One of the key questions from PBMs, pharmacies, specialty pharmacies, and payers is…
How can we drive utilization of a preferred channel (retail, mail order, specialty)?
I’ve worked on 15+ different “retail-to-mail” type programs (or even just 30-day to 90-day). They typically follow a pretty standard profile:
- Identify who to target
- Plan design (does the member save? the payer?)
- Maintenance drugs
- Categories (is titration an issue?)
- Score individuals for prioritized outreach
- Likelihood to convert (drug, prior experience, costs)
- Create personalized messaging
- What’s In It For Me (WIIFM) – cost, convenience
- Create business rules
- What’s the best channel?
- What’s the best time to call or e-mail?
- Engage people and quickly transfer them to an agent who can answer their questions
- How do I get started?
- How much will I save?
- Why should I do this?
- Who are you?
- Make the process easy…call or fax their provider and get a new prescription for the new pharmacy
- Implement a process of continuous improvement
- What works?
- What could be better?
- Are their differences within certain sub-segments?

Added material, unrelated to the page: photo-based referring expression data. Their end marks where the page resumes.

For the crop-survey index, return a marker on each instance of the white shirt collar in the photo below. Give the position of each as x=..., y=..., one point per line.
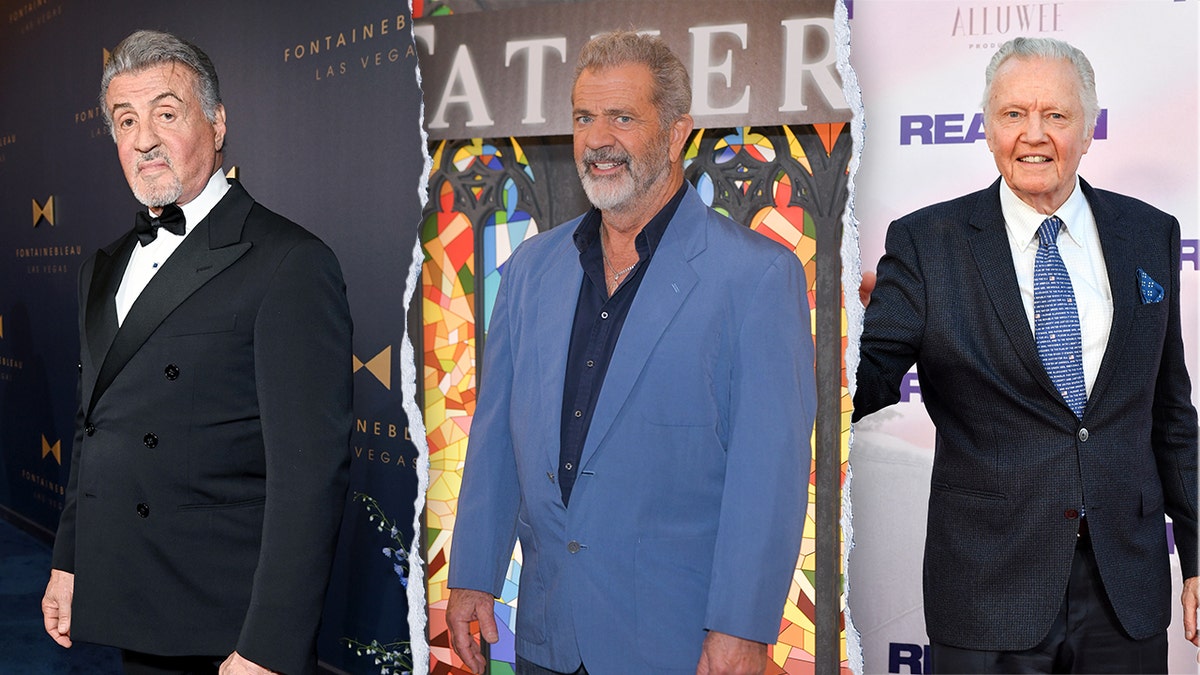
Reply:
x=1023, y=221
x=198, y=208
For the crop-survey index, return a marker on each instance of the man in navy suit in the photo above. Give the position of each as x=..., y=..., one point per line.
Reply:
x=1044, y=320
x=211, y=443
x=645, y=412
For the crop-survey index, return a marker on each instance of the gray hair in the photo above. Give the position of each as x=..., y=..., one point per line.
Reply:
x=672, y=85
x=148, y=48
x=1049, y=48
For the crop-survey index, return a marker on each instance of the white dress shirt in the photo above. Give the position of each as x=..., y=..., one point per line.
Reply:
x=148, y=258
x=1079, y=245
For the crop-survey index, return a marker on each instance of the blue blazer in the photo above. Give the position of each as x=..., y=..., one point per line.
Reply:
x=1013, y=465
x=693, y=485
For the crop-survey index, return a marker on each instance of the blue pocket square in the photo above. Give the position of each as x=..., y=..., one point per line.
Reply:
x=1151, y=292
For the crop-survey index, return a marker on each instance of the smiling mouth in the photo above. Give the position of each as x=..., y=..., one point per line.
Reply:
x=605, y=166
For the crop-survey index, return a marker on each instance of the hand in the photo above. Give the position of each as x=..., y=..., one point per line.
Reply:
x=726, y=655
x=865, y=287
x=1191, y=602
x=238, y=664
x=57, y=605
x=463, y=607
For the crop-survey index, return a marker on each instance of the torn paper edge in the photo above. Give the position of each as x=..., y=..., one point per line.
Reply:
x=418, y=615
x=851, y=279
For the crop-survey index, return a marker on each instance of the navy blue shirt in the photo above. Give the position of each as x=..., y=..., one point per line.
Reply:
x=598, y=322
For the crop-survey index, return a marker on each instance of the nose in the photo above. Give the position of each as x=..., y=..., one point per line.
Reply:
x=1035, y=129
x=598, y=133
x=145, y=138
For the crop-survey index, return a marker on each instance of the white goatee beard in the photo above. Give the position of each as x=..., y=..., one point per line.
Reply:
x=159, y=196
x=618, y=191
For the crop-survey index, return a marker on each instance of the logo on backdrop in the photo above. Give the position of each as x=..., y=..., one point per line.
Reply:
x=904, y=657
x=384, y=442
x=35, y=13
x=55, y=449
x=991, y=25
x=353, y=49
x=378, y=365
x=43, y=211
x=775, y=65
x=949, y=129
x=5, y=141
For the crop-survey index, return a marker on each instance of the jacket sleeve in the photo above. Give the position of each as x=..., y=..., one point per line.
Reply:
x=1174, y=431
x=303, y=372
x=893, y=324
x=765, y=496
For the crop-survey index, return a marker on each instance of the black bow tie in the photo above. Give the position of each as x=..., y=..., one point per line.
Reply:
x=147, y=226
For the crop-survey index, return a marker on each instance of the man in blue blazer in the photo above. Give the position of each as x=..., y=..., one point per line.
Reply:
x=211, y=444
x=645, y=413
x=1045, y=548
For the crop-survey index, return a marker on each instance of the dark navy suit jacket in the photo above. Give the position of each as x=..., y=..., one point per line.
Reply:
x=1013, y=466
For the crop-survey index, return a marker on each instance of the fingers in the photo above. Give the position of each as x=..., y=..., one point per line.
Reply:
x=463, y=608
x=1191, y=604
x=57, y=617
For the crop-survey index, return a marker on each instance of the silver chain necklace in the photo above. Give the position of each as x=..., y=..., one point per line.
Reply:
x=617, y=273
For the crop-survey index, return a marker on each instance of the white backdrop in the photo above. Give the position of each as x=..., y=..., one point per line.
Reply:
x=921, y=66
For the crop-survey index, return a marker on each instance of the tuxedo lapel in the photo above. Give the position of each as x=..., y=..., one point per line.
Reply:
x=994, y=260
x=101, y=302
x=1122, y=268
x=207, y=251
x=667, y=282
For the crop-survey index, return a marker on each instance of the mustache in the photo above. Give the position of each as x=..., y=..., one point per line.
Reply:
x=156, y=154
x=597, y=155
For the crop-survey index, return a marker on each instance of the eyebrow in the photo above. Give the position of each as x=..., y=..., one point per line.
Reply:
x=154, y=101
x=606, y=112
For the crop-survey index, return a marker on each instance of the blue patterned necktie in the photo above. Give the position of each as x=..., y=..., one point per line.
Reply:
x=1056, y=320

- How can I test and validate my assumptions?
At the end of the day, this approach can also be used for formulary support and many other programs. The important things are:
- Engage the consumer in a dialogue about their options
- Be clear about the value of change
- Make the process easy
- Answer their questions
I guess I left off the obvious…make it mandatory.
The other less obvious is to leverage the “choice architecture” concept which you see in Select Home Delivery (Express Scripts) or the Maintenance Choice offering (CVS Caremark).
Plan design always trumps communications for success, but if not managed correctly, it can drive disruption up and satisfaction down.